4. SIMPLIFY the discriminant calculation

• Discriminant formula: \(\Delta = \mathrm{b}^2 - 4\mathrm{ac}\)
• Substitute values: \(\Delta = (-4)^2 - 4(1)(3 + \mathrm{k})\)
• Calculate: \(\Delta = 16 - 4(3 + \mathrm{k})\)
  \(\Delta = 16 - 12 - 4\mathrm{k}\)
  \(\Delta = 4 - 4\mathrm{k}\)

5. APPLY CONSTRAINTS for no real solutions

• For no real solutions: \(\Delta \lt 0\)
• Set up inequality: \(4 - 4\mathrm{k} \lt 0\)
• Solve: \(4 \lt 4\mathrm{k}\), so \(\mathrm{k} \gt 1\)

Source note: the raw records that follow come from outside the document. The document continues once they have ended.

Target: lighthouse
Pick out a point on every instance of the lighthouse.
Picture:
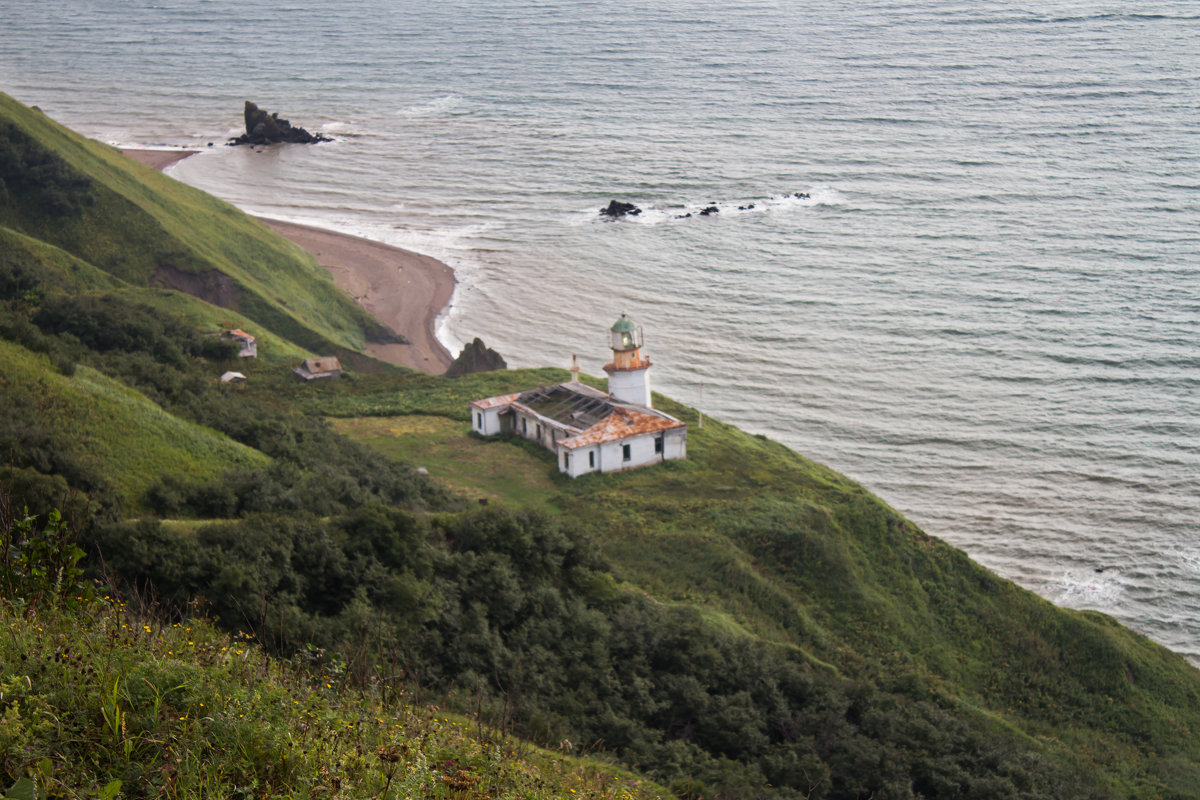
(629, 372)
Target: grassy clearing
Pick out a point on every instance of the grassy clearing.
(97, 701)
(130, 439)
(763, 540)
(473, 467)
(139, 220)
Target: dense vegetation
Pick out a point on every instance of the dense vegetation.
(99, 699)
(742, 624)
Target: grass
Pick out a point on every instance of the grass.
(142, 220)
(130, 439)
(97, 701)
(471, 465)
(768, 542)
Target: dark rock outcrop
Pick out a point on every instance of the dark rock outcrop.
(271, 128)
(617, 209)
(475, 356)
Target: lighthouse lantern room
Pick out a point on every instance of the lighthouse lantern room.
(587, 429)
(629, 372)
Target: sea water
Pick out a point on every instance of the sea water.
(984, 304)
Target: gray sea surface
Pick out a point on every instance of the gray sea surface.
(984, 305)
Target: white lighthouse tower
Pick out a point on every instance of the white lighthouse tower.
(629, 372)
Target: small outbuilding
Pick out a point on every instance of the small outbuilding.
(587, 429)
(246, 343)
(324, 368)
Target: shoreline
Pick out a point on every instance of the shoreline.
(405, 290)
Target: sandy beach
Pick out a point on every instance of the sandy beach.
(405, 290)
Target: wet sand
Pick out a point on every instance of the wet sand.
(405, 290)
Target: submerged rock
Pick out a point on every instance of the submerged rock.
(618, 209)
(271, 128)
(475, 356)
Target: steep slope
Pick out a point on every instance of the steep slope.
(111, 429)
(761, 540)
(145, 228)
(741, 624)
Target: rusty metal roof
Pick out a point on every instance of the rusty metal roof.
(496, 402)
(589, 411)
(622, 423)
(573, 404)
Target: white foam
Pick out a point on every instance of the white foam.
(1080, 588)
(437, 107)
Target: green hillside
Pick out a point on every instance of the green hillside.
(741, 624)
(112, 428)
(143, 228)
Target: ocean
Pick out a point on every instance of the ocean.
(957, 254)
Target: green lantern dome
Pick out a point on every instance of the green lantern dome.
(624, 325)
(625, 335)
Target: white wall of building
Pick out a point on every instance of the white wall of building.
(486, 422)
(605, 457)
(630, 386)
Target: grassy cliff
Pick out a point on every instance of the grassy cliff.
(745, 623)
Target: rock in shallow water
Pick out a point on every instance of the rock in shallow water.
(271, 128)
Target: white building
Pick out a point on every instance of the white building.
(587, 429)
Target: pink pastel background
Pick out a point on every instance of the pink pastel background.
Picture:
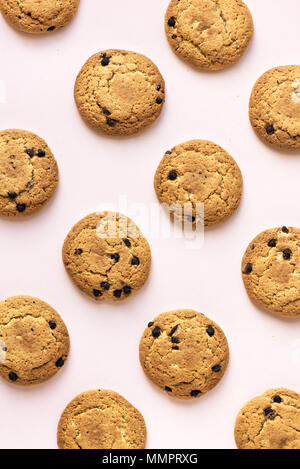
(38, 74)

6. INFER the correct answer choice

• Check each option against \(\mathrm{k} \gt 1\):
• (A) -1: Not greater than 1
• (B) 0: Not greater than 1
• (C) 1: Equal to 1, not greater
• (D) 2: Greater than 1 ✓

Answer: D

Why Students Usually Falter on This Problem

Most Common Error Path:

Weak INFER skill: Students don't recognize that "no real solutions" connects to discriminant analysis. Instead, they might try to solve the equation directly or substitute answer choices randomly.

This leads to confusion and guessing because they lack a systematic approach to determine when quadratic equations have no solutions.

Second Most Common Error:

Poor SIMPLIFY execution: Students make algebraic errors when rearranging to standard form or calculating the discriminant, particularly with the signs when multiplying by -1 or distributing the -4.

For example, they might get the discriminant as \(4 + 4\mathrm{k}\) instead of \(4 - 4\mathrm{k}\), leading to \(\mathrm{k} \lt -1\) instead of \(\mathrm{k} \gt 1\). This would make them incorrectly select Choice (A) (-1).

The Bottom Line:

This problem tests whether students understand the connection between discriminant signs and solution existence, plus their ability to handle algebraic manipulation with negative coefficients. The key insight is recognizing that "no real solutions" translates to a discriminant condition, not a direct solving approach.